Reporters sans frontières accueille à la fois avec satisfaction et prudence la nouvelle des inculpations, le 18 janvier 2014, de neuf personnes soupçonnées d’implication dans l’assassinat de Jean Léopold Dominique, le 3 avril 2000 à Port-au-Prince. L’attentat meurtrier contre le directeur de Radio Haïti Interavait également coûté la vie au gardien de la station Jean-Claude Louissaint.
“Nous saluons un pas judiciaire important, quasi inespéré après des années d’enlisement et d’impunité dans un dossier qui aura mobilisé sept magistrats instructeurs. L’enquête avait certes été relancée le 8 mai 2013 avec l’audition comme témoin de l’ancien président de la République Jean-Bertrand Aristide, dont les neuf inculpés sont réputés proches. Il s’agit maintenant d’établir les niveaux de responsabilité avec précision, à l’appui des dépositions des neuf concernés. Aucun ne doit manquer à l’appel pour la suite de la procédure. La vérité doit enfin surgir, quatorze ans après les faits”, déclare Reporters sans frontières.
“Tout comme l’association SOS Journaliste, Reporters sans frontières demande en particulier que toutes les dispositions soient prises pour que Myrlande Lubérisse vienne s’expliquer devant la justice de son pays. L’ancienne sénatrice du parti Fanmi Lavalas de Jean-Bertrand Aristide est désignée dans le rapport du juge Yvikel Dabrésil comme commanditaire de l’assassinat de Jean Dominique. Les autorités des États-Unis, où réside l’intéressée, doivent accéder à son extradition s’il y a lieu”, ajoute l’organisation.

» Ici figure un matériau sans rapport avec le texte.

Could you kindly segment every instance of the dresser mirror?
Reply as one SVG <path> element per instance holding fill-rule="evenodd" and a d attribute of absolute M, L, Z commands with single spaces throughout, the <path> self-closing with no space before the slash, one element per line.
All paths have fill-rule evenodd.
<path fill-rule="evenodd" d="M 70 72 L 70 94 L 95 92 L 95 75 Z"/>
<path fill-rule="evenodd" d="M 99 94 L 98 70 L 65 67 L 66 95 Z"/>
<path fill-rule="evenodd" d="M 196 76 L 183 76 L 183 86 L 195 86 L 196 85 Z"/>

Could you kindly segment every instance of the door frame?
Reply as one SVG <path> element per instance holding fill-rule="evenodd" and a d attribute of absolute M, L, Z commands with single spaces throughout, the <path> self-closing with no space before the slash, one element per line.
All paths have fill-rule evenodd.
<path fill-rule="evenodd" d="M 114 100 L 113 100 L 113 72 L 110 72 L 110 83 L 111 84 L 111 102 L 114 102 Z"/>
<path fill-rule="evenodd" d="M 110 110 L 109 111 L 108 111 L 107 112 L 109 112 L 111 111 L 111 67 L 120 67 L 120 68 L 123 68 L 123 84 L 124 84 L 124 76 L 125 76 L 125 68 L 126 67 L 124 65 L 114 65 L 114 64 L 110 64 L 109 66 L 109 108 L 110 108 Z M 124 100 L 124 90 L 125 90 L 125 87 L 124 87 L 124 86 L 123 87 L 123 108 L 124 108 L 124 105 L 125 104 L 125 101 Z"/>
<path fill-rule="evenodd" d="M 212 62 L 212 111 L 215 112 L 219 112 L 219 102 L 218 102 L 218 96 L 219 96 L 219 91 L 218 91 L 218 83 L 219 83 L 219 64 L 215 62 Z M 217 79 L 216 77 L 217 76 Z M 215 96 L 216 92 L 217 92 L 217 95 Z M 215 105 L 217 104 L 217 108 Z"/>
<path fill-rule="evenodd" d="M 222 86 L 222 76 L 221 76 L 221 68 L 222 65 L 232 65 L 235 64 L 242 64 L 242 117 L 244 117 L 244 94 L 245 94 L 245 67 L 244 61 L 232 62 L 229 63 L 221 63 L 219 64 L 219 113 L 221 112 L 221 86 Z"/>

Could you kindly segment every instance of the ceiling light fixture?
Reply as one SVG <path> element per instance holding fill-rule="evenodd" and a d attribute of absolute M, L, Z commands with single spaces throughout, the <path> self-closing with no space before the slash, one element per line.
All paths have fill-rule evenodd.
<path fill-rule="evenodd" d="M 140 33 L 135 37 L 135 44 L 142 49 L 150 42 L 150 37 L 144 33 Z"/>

Le rapport du juge Dabrésil transmis le 18 janvier dernier à la Cour d’appel de Port-au-Prince fait également état des inculpations de : l’ancien maire adjoint de Port-au-Prince Harold Sévère, l’ancienne militante Lavalas et prêtresse vaudou Anne Augustin alias “Sô Ann”, ainsi que des hommes de mains Frantz “Franco” Camille, Toussaint Mercidieu, Mérité Milien, Dimsley Milien alias “Ti Lou” – déclaré mort par certains témoins -, Jeudi Jean-Daniel alias “Guimy” et Markington Michel. Ces trois derniers s’étaient évadés de prison en février 2005, deux ans après leur arrestation.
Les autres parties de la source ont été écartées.